Politics

‘Have We Learned Nothing?’

The 2009 stimulus did include down payments on several of Obama’s long-range policy priorities, including education reform, scientific research, infrastructure and yes, green energy, which received a whopping $90 billion that helped create booms in wind, solar, electric vehicles and LED lighting.

The current House bill takes a different approach, calling for modest spending increases for a grab bag of federal agencies and services but actually limiting its major investments in longstanding Democratic priorities to issues with some nexus to the current crisis.
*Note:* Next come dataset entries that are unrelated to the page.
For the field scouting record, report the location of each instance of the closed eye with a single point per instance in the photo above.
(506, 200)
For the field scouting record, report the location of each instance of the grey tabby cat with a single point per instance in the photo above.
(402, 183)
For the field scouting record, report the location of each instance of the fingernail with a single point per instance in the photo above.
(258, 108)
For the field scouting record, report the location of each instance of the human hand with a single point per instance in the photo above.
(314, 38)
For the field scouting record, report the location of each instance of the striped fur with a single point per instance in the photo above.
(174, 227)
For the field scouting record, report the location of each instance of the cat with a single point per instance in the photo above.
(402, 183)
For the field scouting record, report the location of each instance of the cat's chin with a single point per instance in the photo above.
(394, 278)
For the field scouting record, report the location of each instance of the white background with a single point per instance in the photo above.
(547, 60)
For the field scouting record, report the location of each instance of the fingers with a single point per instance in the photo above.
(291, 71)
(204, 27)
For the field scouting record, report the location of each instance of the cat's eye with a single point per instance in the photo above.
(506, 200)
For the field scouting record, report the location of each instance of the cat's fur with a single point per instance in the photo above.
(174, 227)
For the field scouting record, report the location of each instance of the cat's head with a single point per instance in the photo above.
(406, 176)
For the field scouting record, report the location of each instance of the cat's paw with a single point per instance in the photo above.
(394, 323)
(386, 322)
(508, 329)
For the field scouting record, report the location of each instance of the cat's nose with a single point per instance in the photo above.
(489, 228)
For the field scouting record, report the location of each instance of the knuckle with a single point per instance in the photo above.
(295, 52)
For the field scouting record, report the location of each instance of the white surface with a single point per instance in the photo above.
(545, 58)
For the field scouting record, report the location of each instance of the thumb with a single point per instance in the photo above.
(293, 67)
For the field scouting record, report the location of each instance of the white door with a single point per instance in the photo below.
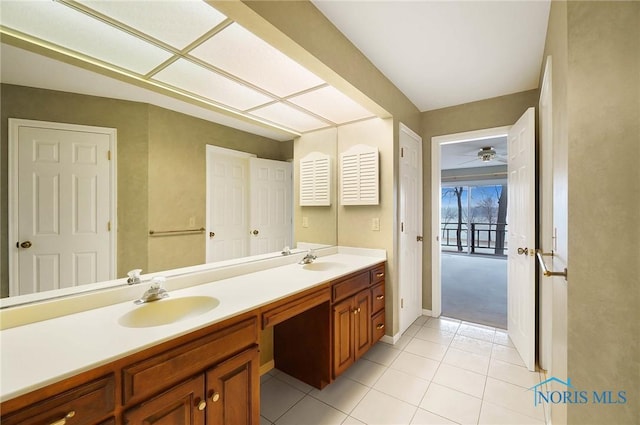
(271, 205)
(410, 260)
(63, 206)
(521, 257)
(227, 204)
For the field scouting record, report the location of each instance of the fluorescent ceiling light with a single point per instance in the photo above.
(241, 53)
(289, 116)
(188, 76)
(176, 23)
(332, 104)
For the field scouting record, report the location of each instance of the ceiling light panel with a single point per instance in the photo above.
(330, 103)
(176, 23)
(193, 78)
(72, 30)
(241, 53)
(290, 117)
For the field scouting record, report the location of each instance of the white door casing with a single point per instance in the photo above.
(410, 258)
(271, 193)
(521, 306)
(63, 196)
(227, 204)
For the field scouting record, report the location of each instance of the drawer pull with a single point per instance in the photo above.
(64, 420)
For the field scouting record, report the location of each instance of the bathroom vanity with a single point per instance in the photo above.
(92, 369)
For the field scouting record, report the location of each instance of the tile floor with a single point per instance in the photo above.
(441, 371)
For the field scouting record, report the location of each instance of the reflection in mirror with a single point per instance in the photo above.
(161, 174)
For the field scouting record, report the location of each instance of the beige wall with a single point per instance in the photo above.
(177, 180)
(322, 220)
(496, 112)
(603, 115)
(161, 169)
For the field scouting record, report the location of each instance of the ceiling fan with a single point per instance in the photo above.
(487, 154)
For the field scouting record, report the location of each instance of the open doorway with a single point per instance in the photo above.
(473, 230)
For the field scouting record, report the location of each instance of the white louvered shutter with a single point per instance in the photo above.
(359, 176)
(315, 179)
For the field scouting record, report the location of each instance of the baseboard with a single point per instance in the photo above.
(267, 367)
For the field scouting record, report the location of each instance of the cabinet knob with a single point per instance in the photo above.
(64, 420)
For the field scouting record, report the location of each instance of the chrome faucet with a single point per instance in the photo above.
(308, 259)
(155, 292)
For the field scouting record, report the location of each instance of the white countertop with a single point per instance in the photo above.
(41, 353)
For example, the Democrats pushed for dramatic spending increases on unemployment insurance, which they got, as well as paid sick leave and family leave to help workers stuck at home during the pandemic and a national vote-by-mail system to make sure the coronavirus doesn’t prevent Americans from casting ballots in November, which they didn’t get.

But other than the money for struggling transit agencies and a $1 billion program to help bailed-out airlines replace high-polluting airplanes with more efficient ones, the House bill mostly ignores the calls from climate hawks for a game-changing down payment on a Green New Deal.
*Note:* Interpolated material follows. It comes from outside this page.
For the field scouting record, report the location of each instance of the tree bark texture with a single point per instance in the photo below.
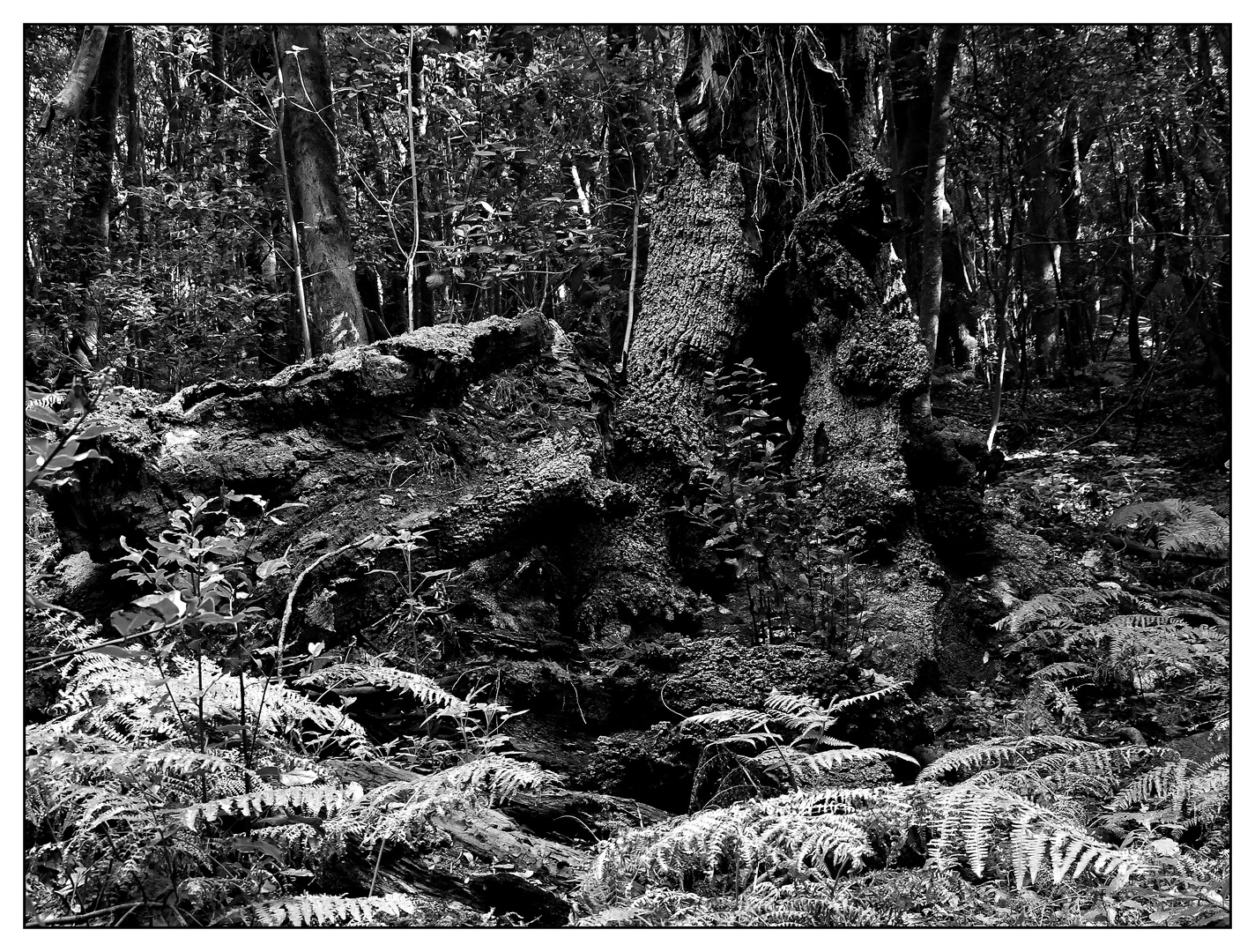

Some Democrats disgusted by the House bill’s cats-and-dogs approach argue that if House Speaker Nancy Pelosi were going to push for anything other than containing the virus and helping cash-strapped families, she should have pushed for more transformative spending that would put Americans back to work over the coming year—like a Marshall Plan to rebuild American infrastructure, or a nationwide initiative to install rooftop solar.

“If you’re going to Christmas-tree this up and spend $2 trillion, why not go big?” asked Kenneth Baer, former communications director for Obama’s budget office.
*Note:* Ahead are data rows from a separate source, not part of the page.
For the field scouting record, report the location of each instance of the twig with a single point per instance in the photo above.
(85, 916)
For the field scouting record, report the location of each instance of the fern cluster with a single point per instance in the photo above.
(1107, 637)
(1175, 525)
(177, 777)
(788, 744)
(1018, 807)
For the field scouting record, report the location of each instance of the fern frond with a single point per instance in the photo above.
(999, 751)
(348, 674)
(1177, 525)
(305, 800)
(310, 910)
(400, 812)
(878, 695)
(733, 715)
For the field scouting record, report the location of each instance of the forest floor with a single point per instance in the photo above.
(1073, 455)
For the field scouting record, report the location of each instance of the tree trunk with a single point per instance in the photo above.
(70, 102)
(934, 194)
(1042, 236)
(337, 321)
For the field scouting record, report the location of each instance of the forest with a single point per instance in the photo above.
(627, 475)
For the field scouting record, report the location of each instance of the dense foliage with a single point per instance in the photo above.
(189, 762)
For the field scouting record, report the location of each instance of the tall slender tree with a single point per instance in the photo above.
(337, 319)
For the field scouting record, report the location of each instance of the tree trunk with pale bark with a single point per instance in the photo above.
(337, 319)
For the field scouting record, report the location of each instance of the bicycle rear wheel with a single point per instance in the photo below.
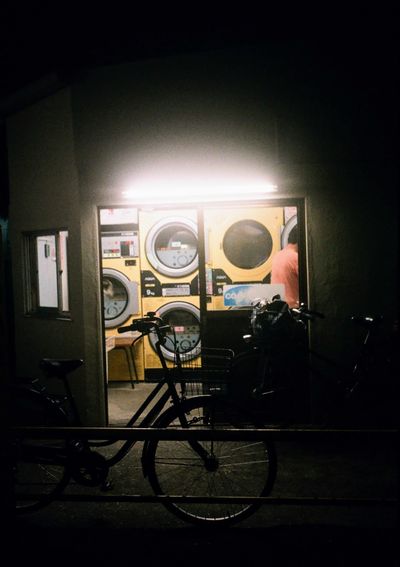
(39, 465)
(232, 469)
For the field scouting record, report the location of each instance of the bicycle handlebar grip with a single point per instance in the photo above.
(125, 329)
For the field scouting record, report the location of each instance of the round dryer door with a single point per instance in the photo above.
(184, 337)
(119, 295)
(287, 229)
(172, 246)
(247, 244)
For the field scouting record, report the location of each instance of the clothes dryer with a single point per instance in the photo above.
(168, 252)
(121, 298)
(184, 320)
(240, 244)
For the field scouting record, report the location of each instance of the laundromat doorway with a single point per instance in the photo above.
(199, 267)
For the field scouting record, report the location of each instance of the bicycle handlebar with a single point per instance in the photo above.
(146, 325)
(303, 313)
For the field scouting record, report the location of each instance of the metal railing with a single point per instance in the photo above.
(268, 434)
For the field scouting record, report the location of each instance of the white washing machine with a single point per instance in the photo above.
(184, 319)
(240, 243)
(169, 253)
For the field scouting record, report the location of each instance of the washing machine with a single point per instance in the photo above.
(183, 316)
(169, 253)
(121, 297)
(169, 278)
(240, 243)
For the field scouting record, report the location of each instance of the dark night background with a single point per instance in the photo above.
(346, 99)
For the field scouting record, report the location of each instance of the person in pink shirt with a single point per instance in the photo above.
(285, 269)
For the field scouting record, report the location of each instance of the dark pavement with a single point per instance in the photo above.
(100, 533)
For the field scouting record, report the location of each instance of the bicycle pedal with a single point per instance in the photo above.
(106, 485)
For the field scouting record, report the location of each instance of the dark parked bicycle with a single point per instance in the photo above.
(272, 377)
(43, 468)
Everyone in Washington knows that a crisis can be the best way to ram some pet ideas through, and the Senate Republican proposal, weighing in at a mere 247 pages, includes some efforts to use the crisis to push longstanding conservative priorities, like language limiting aid to health providers that accept Medicaid patients, promoting abstinence education and cutting taxes on certain investment income. Meanwhile, the Trump administration has been using the crisis to try to tighten border restrictions, restrict asylum claims, cancel union elections and give the Justice Department the power to detain Americans indefinitely without trial during emergencies. And since the final congressional compromise includes some of the esoteric Democratic wish list, Republicans who vote for it will to some extent own it.

But if the Capitol Hill negotiations exposed the GOP as the stingier party when it comes to helping workers and vulnerable families, and the more generous party when it comes to helping bailed-out companies avoid strict conditions, the House bill does reinforce stereotypes of the Democrats as the party of Big Government, exploiting a pandemic to pour taxpayer dollars into heating assistance for the poor, runaway youth programs, and subsidies for little-used airports serving smaller cities. It wouldn’t be a Democratic economic relief bill without an extra $1 billion for Head Start, even when Head Start programs are shuttered for the pandemic.

In 2009, Republican mockery of random projects financed by the Obama stimulus—“turtle tunnels,” “honeybee insurance” and a drug addiction study that the GOP shorthanded as “cocaine monkeys”—helped convince the public it had nothing to do with jobs, even though subsequent studies found that it helped save millions of jobs. McConnell is the master of that game, and the Democrats who thought they could win it more than a decade ago remember that they ended up losing the House, the Senate and, eventually, the White House.

“I don’t want to get into fights over either side’s wish list,” Bernstein says. “I think the politics are prohibitive, and the urgency is getting money out the door.”